I will however continue to see it as a healthy part of me. It hard hard for me to say I like men because lord knows I don't like all men or that I like women for the same reason. I am not attracted because of whats between the legs.

I love beauty, insightfulness, humor, scents, wit, emotions...and all of these things can be found on either gender. I am open enough with myself and honest enough to know that these things attract me and allow myself to take in same said things that attract me.

I don't link the ability to find such wonderful things in humans, male or female to be a flaw.

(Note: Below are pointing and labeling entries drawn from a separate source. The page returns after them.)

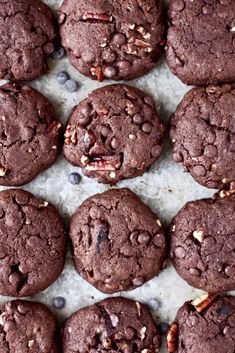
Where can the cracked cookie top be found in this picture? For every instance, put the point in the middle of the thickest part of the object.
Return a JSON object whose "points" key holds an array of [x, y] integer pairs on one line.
{"points": [[32, 244], [27, 34], [203, 243], [112, 325], [207, 330], [201, 40], [114, 134], [29, 134], [202, 131], [118, 242], [27, 327], [112, 39]]}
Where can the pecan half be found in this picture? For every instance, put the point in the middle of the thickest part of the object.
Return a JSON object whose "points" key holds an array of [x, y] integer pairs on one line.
{"points": [[97, 16], [203, 302], [172, 338]]}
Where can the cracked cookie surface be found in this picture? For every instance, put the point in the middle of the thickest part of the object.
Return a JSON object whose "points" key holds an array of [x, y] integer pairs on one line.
{"points": [[27, 34], [210, 331], [27, 327], [113, 40], [203, 243], [29, 134], [118, 242], [112, 325], [202, 131], [32, 246], [201, 41], [114, 134]]}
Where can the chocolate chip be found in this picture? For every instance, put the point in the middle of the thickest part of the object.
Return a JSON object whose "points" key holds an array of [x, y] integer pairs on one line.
{"points": [[71, 85], [199, 170], [164, 328], [156, 151], [147, 128], [114, 143], [58, 53], [62, 77], [143, 238], [74, 178], [119, 39], [180, 252], [58, 302], [138, 119], [109, 71]]}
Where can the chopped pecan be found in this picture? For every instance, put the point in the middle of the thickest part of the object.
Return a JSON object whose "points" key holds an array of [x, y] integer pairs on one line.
{"points": [[172, 338], [98, 72], [97, 16], [203, 302]]}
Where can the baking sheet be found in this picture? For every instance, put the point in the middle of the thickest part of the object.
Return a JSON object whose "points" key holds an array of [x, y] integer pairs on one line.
{"points": [[165, 188]]}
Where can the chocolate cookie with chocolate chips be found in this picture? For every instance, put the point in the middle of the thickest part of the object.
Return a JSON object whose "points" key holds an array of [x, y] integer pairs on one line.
{"points": [[112, 325], [27, 327], [113, 40], [201, 41], [29, 134], [202, 132], [203, 242], [32, 244], [205, 325], [114, 134], [118, 242], [27, 34]]}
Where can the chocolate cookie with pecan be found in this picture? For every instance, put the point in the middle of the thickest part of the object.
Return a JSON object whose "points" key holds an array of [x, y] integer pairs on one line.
{"points": [[27, 327], [29, 134], [203, 242], [202, 131], [114, 134], [118, 242], [27, 34], [200, 46], [113, 40], [112, 325], [205, 325], [32, 244]]}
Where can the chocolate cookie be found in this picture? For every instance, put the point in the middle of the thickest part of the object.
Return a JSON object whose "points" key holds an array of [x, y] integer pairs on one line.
{"points": [[113, 325], [29, 134], [109, 39], [27, 32], [201, 41], [32, 244], [202, 132], [206, 325], [114, 134], [203, 243], [27, 327], [118, 242]]}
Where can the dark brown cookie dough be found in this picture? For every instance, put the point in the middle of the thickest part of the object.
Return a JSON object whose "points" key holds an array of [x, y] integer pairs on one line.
{"points": [[29, 134], [203, 243], [202, 132], [118, 242], [32, 244], [27, 34], [27, 327], [113, 40], [201, 41], [114, 134], [113, 325], [206, 325]]}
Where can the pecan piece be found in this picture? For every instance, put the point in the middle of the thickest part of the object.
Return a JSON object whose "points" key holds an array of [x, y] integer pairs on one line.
{"points": [[172, 338], [97, 16], [104, 163], [98, 72], [203, 302]]}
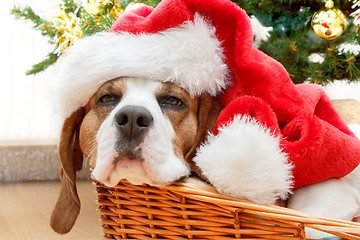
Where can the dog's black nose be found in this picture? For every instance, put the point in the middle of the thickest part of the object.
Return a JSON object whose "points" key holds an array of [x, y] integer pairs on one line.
{"points": [[133, 121]]}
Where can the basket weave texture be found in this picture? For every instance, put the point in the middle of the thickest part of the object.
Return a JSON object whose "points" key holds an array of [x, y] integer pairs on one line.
{"points": [[189, 211]]}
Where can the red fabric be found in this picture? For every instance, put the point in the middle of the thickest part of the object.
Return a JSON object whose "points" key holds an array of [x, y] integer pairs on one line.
{"points": [[317, 141]]}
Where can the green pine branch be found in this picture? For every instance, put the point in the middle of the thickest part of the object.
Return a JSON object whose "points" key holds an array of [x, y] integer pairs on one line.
{"points": [[51, 59]]}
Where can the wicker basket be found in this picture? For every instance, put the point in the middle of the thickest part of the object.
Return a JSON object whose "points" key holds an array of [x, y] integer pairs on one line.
{"points": [[189, 211]]}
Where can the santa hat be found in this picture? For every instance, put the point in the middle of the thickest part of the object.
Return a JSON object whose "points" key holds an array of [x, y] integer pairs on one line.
{"points": [[206, 46]]}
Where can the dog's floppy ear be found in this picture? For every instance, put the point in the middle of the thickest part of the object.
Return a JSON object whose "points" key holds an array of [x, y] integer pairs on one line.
{"points": [[67, 207], [208, 111]]}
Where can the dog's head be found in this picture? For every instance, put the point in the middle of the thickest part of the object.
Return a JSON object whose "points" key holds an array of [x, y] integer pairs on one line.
{"points": [[135, 129]]}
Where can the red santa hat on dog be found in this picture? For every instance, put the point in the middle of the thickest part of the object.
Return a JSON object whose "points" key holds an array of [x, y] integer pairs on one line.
{"points": [[206, 46]]}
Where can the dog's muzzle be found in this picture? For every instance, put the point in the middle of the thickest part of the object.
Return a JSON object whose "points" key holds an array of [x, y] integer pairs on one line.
{"points": [[132, 123]]}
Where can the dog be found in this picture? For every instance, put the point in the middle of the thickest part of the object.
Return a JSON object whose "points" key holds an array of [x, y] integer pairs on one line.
{"points": [[141, 130], [142, 102], [148, 132]]}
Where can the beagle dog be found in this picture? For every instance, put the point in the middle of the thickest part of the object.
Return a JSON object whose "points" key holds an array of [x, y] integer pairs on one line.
{"points": [[135, 129]]}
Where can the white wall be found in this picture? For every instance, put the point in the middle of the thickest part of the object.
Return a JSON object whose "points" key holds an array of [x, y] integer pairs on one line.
{"points": [[25, 104]]}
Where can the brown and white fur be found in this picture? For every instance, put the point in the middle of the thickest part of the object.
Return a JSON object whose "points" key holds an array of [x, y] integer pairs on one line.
{"points": [[166, 126], [149, 132]]}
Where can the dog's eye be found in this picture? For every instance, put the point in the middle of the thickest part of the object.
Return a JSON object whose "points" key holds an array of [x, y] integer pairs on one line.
{"points": [[171, 102], [108, 99]]}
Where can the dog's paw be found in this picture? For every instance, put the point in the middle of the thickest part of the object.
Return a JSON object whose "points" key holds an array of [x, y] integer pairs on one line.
{"points": [[244, 160]]}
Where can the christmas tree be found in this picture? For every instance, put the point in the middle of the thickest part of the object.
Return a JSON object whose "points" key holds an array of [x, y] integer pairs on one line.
{"points": [[293, 41]]}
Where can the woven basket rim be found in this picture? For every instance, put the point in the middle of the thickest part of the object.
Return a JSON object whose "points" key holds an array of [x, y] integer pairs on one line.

If I were greedy I'd be laying down any man or woman that I came across. I am far the opposite, I am much more particular with who I share myself wholly with.

Eloquently stated!

The greedy moniker should more correctly be applied to adulterers and "use em and loose em" types who see other people as only something to fulfill their own pleasure and needs without regard for the feelings and needs of others. That's greedy. And that is a personality trait completely separate from sexual orientation.
 
I am a Bi-sexual... Until recently I too shared the thought that I was an outcast, b/c both hets and gays disliked and distrusted me. I am not the girl at the bar looking for Mrs.Right now to take home to hubby, nor am I the free spirit floating from one person's bed to the next. I just find that I can be happy in a relationship with a man or with a woman.
I am married have been for eight years. During that time we separated for almost a year and I was in a serious relationship (in which I fell in love) with an amazing woman who helped me see that no matter who I am, thats me. I need to be okay with it.
I do find that Bisexuals are looked upon as indecisive, unreliable, and greedy. I truly believe this is based in part by insecurities on the part of those looking in. If they are in a relationship with a bisexual, they wonder, how can I keep him/her satisfied. When will he/she leave me for the opposite. Gays don't want to date us b/c they think we will ultimately choose the "normal and socially accepted lifestyle" Straights don't want to date us, they just want to be involved in sexual encounters with us. ( slanted, but with good reason on my part) Straight men LOVE bi girls. Straight women for the most part aren't very interested or are sometimes disgusted by bi men. ( not me, bring em on :D)
Personally, I find that I reach a higher level of sexual satisfaction with women, but I am compatible with men. I am not girly enough nor am I butch. I am obviously female and I am in love with being female. I have never gotten along with straight women my age. I don't understand them. Gays though, I can connect to. Its not something I claim to understand, it just is.
Some times, I truly believe it is harder to be a "true" bi-sexual" than it is to be anything else. Straights think you are just a bit freaky or kinky and gays think you are pathetic and flaky. I am just able to be fulfilled emotionally, spiritually, and sexually by either sex. I think thats a good thing. It opens a whole world to me in the way of happiness and partnerships. I can love anyone, I can be fulfilled by anyone. This is me.
I love sex. I find it to be cleansing. I like it with men, I like it with women. That isn't, to my way of thinking, the definition of sexuality. It's the mental part. Any girl can get drunk and go home with her best friend and her boyfriend and fuck all night and call it a night of fun. but its the finding of emotional compatibility and the ability to love deeply and passionately when sober and cognizant that defines it.
Good luck with the proving.
Off my soap box!
 
Sometimes Never and Dar, thank you both for your sharings. I am going to use strong survey data to put in my section of this group piece. I would like to use a few small quotes to add a personal "community" feel into it. Some emotional regards and aspects to bring the human element into the empirical side. If either of you, or anyone at all, would be interested in being in this paper, please PM me. All I would need is a full name, first and last, to use as a valid quote. Possibly a state address. He's sorta big on reference material, but if I state that I conducted a short survey interview with so and so from such and such then I should be fine. I thank you again for your input and insight.